Me mordí el labio inferior con fuerza para poder recuperar algo de control sobre mi cuerpo y seguí contemplando a Fernando y Lourdes en la cama a través del reflejo del cristal. Ella se había tumbado con las piernas flexionadas y su cabeza estaba fuera del alcance de la imagen que tenía de ellos, pero gemía como una posesa mientras mi hermano hundía su cabeza entre sus piernas. Sus dedos tensados, como garras, se internaban en el cabello de mi hermano mientras éste la hacía un cunnilingus. Me fijé en el reflejo de Álvaro a través del otro espejo y noté como los movimientos de su masturbación se habían detenido, aprisionando entre su mano el miembro hinchado, descorriendo el prepucio para mostrar el glande brillante.

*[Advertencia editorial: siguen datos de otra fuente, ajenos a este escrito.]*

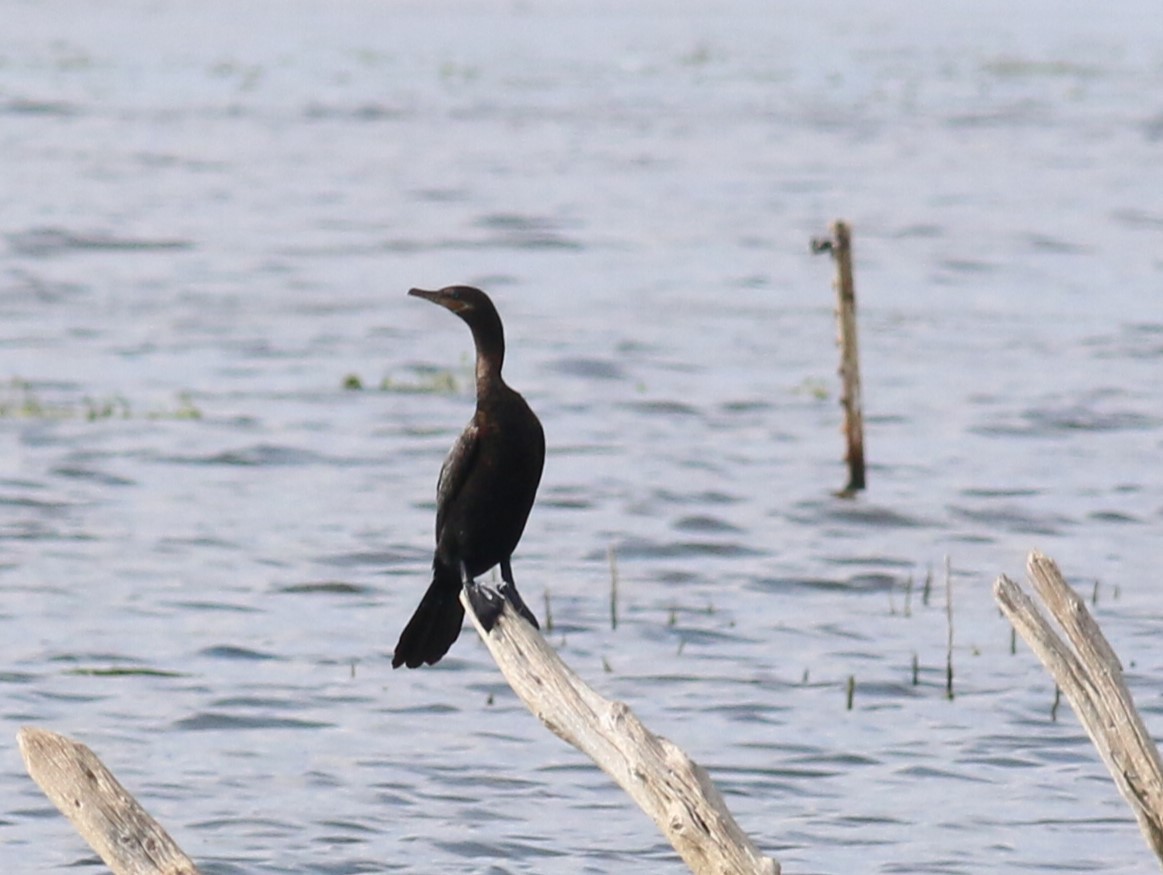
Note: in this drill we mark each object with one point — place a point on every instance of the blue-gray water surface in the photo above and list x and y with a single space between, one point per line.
209 214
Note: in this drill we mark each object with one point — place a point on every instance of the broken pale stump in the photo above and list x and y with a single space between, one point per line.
673 790
102 811
840 246
1089 673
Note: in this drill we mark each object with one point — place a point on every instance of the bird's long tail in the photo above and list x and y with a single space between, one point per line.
436 623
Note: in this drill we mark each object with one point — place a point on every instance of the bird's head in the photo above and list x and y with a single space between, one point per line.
464 300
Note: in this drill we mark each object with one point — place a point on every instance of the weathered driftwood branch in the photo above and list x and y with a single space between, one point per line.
1089 673
673 790
840 246
102 811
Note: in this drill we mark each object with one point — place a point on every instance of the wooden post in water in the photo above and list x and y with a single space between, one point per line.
673 790
1089 673
840 246
102 811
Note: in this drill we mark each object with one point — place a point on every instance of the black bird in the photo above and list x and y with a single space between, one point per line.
484 495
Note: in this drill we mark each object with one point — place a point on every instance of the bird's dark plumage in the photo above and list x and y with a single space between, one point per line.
485 489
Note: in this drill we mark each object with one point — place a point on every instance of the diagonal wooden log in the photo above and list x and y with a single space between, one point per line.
673 790
104 812
1089 673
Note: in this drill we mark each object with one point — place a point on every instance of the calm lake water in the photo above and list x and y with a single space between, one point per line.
209 217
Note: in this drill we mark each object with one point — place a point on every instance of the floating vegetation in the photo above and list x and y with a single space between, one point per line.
20 400
434 382
122 673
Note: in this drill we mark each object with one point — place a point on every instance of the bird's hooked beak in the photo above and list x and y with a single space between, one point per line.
442 297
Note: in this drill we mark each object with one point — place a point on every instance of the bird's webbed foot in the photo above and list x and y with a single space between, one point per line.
486 603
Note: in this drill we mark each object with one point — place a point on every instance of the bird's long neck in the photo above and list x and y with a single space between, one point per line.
490 342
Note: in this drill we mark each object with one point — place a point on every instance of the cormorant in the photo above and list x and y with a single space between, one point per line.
484 493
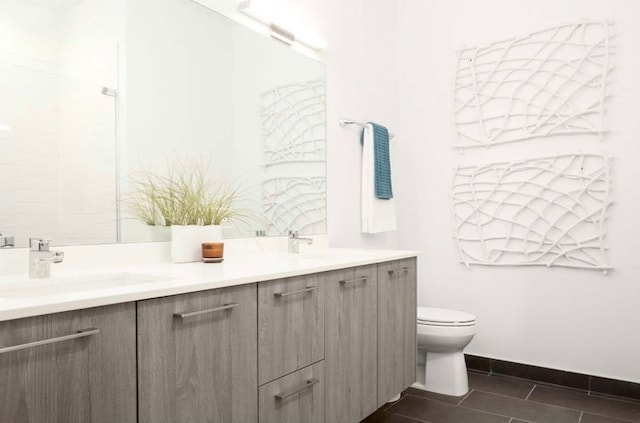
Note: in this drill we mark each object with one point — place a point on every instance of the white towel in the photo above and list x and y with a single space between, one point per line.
377 215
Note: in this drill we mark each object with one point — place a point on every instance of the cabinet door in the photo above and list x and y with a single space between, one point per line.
396 327
76 366
295 398
197 357
351 344
290 325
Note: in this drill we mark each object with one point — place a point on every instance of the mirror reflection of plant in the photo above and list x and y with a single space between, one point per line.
185 194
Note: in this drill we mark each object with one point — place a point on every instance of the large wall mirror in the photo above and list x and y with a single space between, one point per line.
93 92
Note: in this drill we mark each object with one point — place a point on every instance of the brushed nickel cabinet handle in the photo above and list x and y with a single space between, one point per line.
79 334
299 291
346 282
207 311
308 384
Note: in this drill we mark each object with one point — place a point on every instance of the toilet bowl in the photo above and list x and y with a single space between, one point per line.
442 336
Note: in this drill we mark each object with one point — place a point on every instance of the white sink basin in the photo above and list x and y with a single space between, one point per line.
25 288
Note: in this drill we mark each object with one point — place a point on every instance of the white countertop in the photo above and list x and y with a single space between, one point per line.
72 290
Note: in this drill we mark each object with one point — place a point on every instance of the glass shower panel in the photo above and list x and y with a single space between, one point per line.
57 156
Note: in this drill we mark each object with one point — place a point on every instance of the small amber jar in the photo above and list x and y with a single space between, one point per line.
212 249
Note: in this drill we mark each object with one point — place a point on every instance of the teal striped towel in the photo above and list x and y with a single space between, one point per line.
382 167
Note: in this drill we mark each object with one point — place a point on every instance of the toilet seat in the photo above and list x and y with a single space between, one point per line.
443 317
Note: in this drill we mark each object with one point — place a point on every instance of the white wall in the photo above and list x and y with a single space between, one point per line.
573 320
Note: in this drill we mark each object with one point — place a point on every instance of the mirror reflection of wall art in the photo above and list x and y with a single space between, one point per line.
295 203
550 82
294 144
533 212
293 123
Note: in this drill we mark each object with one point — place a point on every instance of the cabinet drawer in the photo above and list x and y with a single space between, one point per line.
197 357
72 367
290 325
295 398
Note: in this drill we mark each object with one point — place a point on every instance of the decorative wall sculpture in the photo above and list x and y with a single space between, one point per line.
550 82
293 123
533 212
293 132
295 203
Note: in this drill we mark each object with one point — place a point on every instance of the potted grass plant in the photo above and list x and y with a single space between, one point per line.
187 199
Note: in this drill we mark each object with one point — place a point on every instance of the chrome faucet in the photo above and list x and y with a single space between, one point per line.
41 257
6 241
295 240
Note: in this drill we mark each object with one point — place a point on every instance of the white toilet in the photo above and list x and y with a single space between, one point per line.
442 335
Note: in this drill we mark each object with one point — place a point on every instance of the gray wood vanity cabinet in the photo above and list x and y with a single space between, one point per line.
197 357
351 344
295 398
71 367
290 325
397 310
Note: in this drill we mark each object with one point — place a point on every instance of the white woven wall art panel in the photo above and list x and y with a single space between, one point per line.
550 82
296 203
533 212
293 123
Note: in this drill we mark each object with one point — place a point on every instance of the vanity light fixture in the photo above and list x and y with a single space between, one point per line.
276 31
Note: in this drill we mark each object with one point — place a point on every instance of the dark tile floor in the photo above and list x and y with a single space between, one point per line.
503 399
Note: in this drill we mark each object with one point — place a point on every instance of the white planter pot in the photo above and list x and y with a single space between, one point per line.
158 233
212 233
186 243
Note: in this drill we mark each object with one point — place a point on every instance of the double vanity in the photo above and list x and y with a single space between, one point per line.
324 337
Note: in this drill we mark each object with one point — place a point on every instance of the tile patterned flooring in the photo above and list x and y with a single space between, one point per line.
503 399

Sus ojos verdes estaban fijos en los míos. A través del reflejo de los dos espejos, él me estaba observando, igual que yo le había estado espiando momentos antes. Sus pupilas recorrieron mi cuerpo de arriba abajo, observando el bulto bajo la falda que escondía la mano que apaciguaba mi sexo y mi otra mano pellizcando, a través de la blusa y el sujetador, mis pezones. Sentí como la vergüenza estallaba dentro de mí y un rubor intenso me invadió el rostro, mientras mi respiración se volvía apresurada y caótica. Di un paso lateral apoyándome en la pared para escapar al escrutinio de su mirada a través de los espejos, para no mostrar el intenso acaloramiento que me invadía.
Detrás de la puerta esperé conteniendo mi respiración, sintiendo los latidos del corazón golpear con fuerza y rapidez mis sienes. Mis manos aún seguían en el mismo sitio y en mi mente dos detalles dominaban todo lo demás: las nalgas palpitantes de Lourdes y el glande amoratado de Álvaro apareciendo y desapareciendo bajo su mano. Intenté inspirar con fuerza pero acabé cogiendo aire de forma confusa y a trompicones, sintiendo mis dedos aun pellizcando mi atormentado pezón y mi sexo húmedo invadido por mi pulgar a través de la braga.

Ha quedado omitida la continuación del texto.